Before describing our pore-level and core-level rock characterization procedures,
experimental imbibition apparatus, and results, we briefly discuss the mineralogy and
depositional environment of diatomite. Then theory regarding imbibition is reviewed to put
experimental results into context and simplify the discussion to follow.
Diatomite
Diatomite is a hydrous form of silica or opal composed of the depositional, consolidated
skeletal remains of colonies of unicellular aquatic plankton (Stosur and David 1971). Rock
color and texture bear resemblance to chalk, but diatomite contains virtually no carbonaceous
material. The mineral composition is primarily biogenic silica, detritus, and shale.
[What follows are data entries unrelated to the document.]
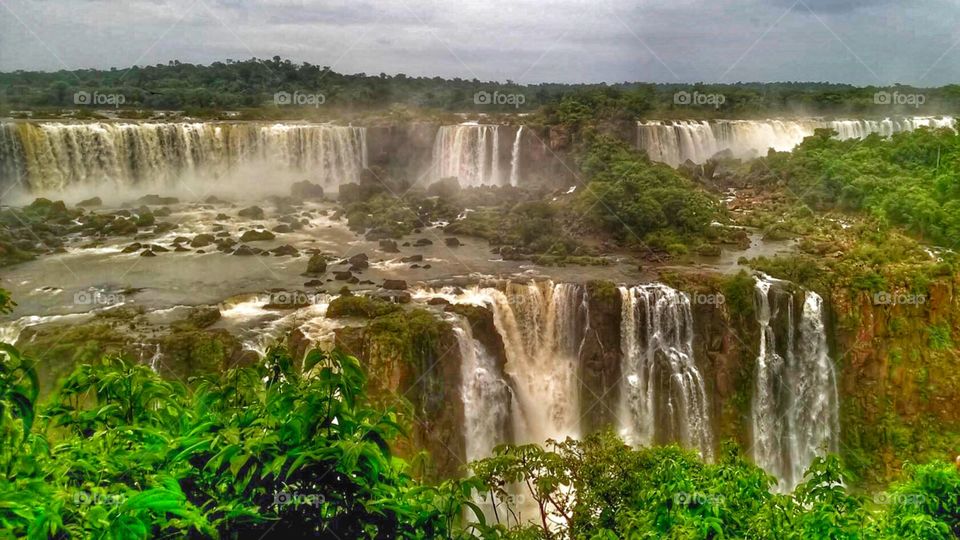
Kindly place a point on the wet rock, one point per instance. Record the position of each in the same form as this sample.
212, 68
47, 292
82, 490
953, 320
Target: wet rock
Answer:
202, 240
156, 200
317, 264
257, 236
306, 190
91, 202
360, 261
252, 212
203, 316
285, 250
164, 227
389, 246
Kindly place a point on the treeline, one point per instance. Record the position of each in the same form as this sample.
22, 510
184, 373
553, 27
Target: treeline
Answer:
251, 84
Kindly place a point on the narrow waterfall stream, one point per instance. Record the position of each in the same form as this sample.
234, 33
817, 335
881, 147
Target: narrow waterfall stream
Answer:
663, 395
795, 409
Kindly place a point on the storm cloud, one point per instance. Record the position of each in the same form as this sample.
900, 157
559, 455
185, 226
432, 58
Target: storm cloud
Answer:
866, 42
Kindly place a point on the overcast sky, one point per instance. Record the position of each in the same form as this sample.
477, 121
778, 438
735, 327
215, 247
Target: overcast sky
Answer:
865, 42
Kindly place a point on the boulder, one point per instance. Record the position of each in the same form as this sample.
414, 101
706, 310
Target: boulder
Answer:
389, 246
306, 190
257, 236
91, 202
395, 284
202, 240
252, 212
317, 264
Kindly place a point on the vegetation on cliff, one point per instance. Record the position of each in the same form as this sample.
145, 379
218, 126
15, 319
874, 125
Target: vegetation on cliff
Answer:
275, 451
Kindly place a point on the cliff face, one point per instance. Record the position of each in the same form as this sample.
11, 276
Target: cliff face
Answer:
416, 357
900, 378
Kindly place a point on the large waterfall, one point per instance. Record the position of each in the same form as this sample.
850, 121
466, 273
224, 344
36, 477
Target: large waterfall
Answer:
54, 156
675, 142
486, 395
795, 409
663, 395
470, 152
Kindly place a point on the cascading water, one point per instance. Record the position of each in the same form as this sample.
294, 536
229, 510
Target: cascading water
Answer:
469, 153
53, 156
541, 325
515, 157
663, 395
795, 409
486, 395
675, 142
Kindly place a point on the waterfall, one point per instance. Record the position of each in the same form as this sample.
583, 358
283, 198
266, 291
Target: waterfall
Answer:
675, 142
795, 409
515, 157
486, 395
468, 152
53, 156
663, 395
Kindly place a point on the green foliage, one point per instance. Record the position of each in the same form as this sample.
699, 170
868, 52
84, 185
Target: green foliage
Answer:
907, 180
633, 198
254, 452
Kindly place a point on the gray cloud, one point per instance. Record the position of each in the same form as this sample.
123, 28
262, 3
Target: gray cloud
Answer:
858, 41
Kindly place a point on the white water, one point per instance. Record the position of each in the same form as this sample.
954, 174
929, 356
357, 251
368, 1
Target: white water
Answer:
663, 395
675, 142
795, 409
515, 157
56, 156
470, 152
486, 395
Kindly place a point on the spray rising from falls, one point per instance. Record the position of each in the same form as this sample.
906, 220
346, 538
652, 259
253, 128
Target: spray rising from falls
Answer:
471, 154
795, 410
487, 397
678, 141
54, 156
663, 396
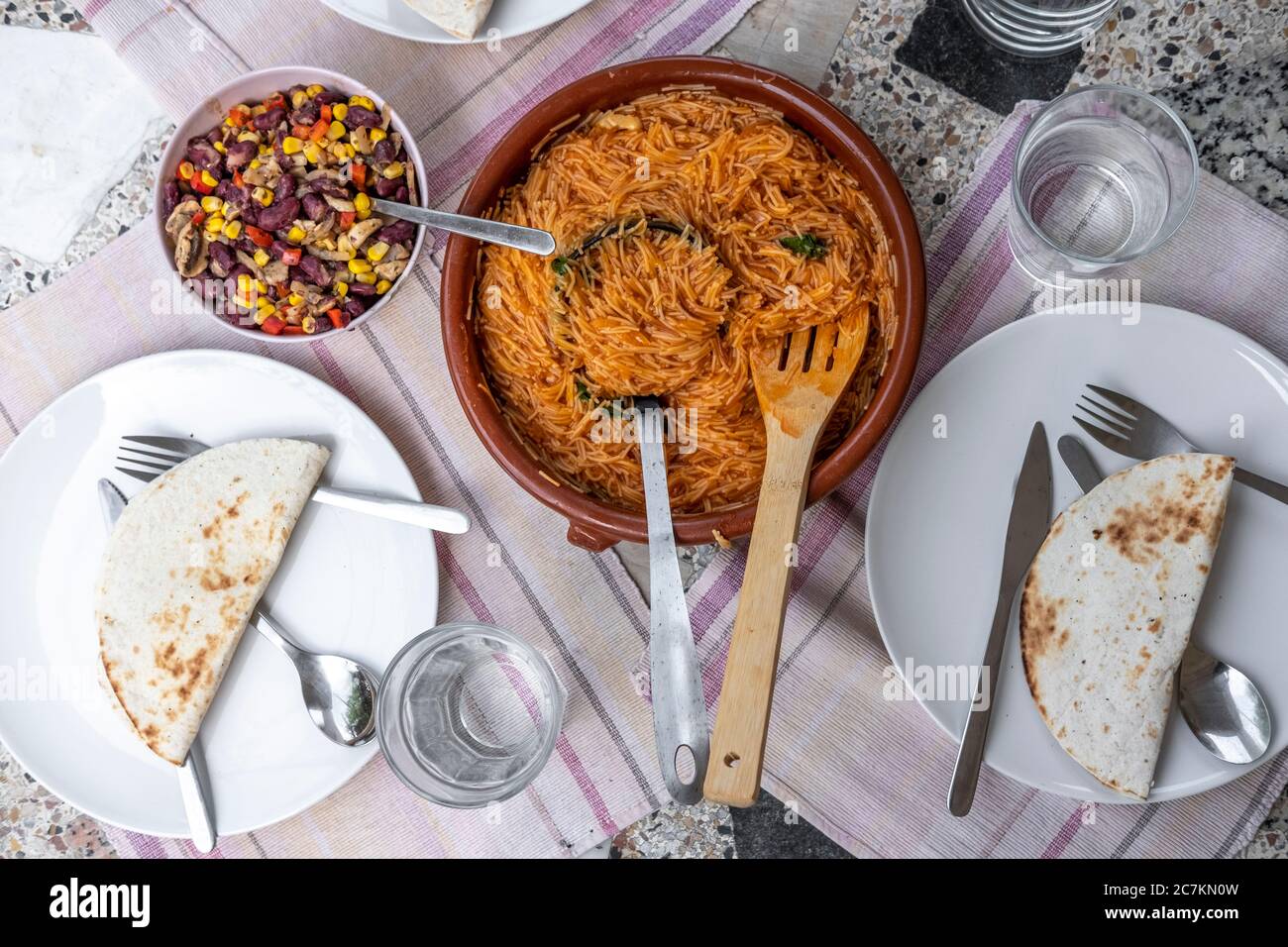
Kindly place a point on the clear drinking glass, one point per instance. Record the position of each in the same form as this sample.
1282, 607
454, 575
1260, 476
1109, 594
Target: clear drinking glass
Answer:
1102, 175
1037, 27
469, 714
Depending
on depth and composition, the silica may exist as Opal-A, Opal-CT, or Brown Shale (Schwartz
1988). Generally, amorphous silica is found at the shallowest depths. Diatomite is characterized
by permeabilities ranging from about 0.1 to 10 mD that result from a complex small diameter
pore network. Curiously, this low permeability occurs with a very high porosity that varies from
35 to 65%. The permeability versus porosity relationship indicates that this rock is different
from sandstone in pore-level characteristics. Mechanically, it is described as brittle and friable
(Wendel et al. 1988; Chase and Dietrich 1989). This aspect poses a problem when coring
samples for laboratory analysis.
In the San Joaquin Valley, California, diatomite is the uppermost productive member of
the Monterey formation. Initial oil saturations vary from 30 to 65% and total oil accumulations
in diatomite are estimated to be at least 10 to 12 billion barrels original oil in place (Ilderton et
al. 1996). Oil-bearing diatomite layers are interbedded among shale and mudstone layers
(Schwartz 1988). Individual layers vary in thickness from a few centimeters to several meters
and the gross thickness of these layers can exceed 330 m (1000 ft). The interbedding of
diatomaceous rock and shale resulted from cyclic/seasonal deposition of diatoms, mud, and silt
and the subsequent consolidation of diatom fragments and grains of mud/silt (Schwartz 1988).
Thus, the quality of diatomite varies from layer to layer and field to field. In some cases,
diatomite has a matrix that is almost entirely biogenic silica containing very little clay and is
probably water wet. In others, clay content can be relatively high and might contribute to
mixed-wettability of the rock. As described later, we choose to begin with and characterize
relatively clean diatomite.
In addition to natural fractures that may be cemented or uncemented, wells in diatomite
are hydraulically fractured to improve well productivity and injectivity. Induced fractures are
massive with heights on the order of 100 m and total lengths of roughly the same magnitude
(Ilderton et al. 1996). Such fractures are used for water (Patzek 1992) and steam injection
(Kovscek et al. 1996 a and b), as well as production.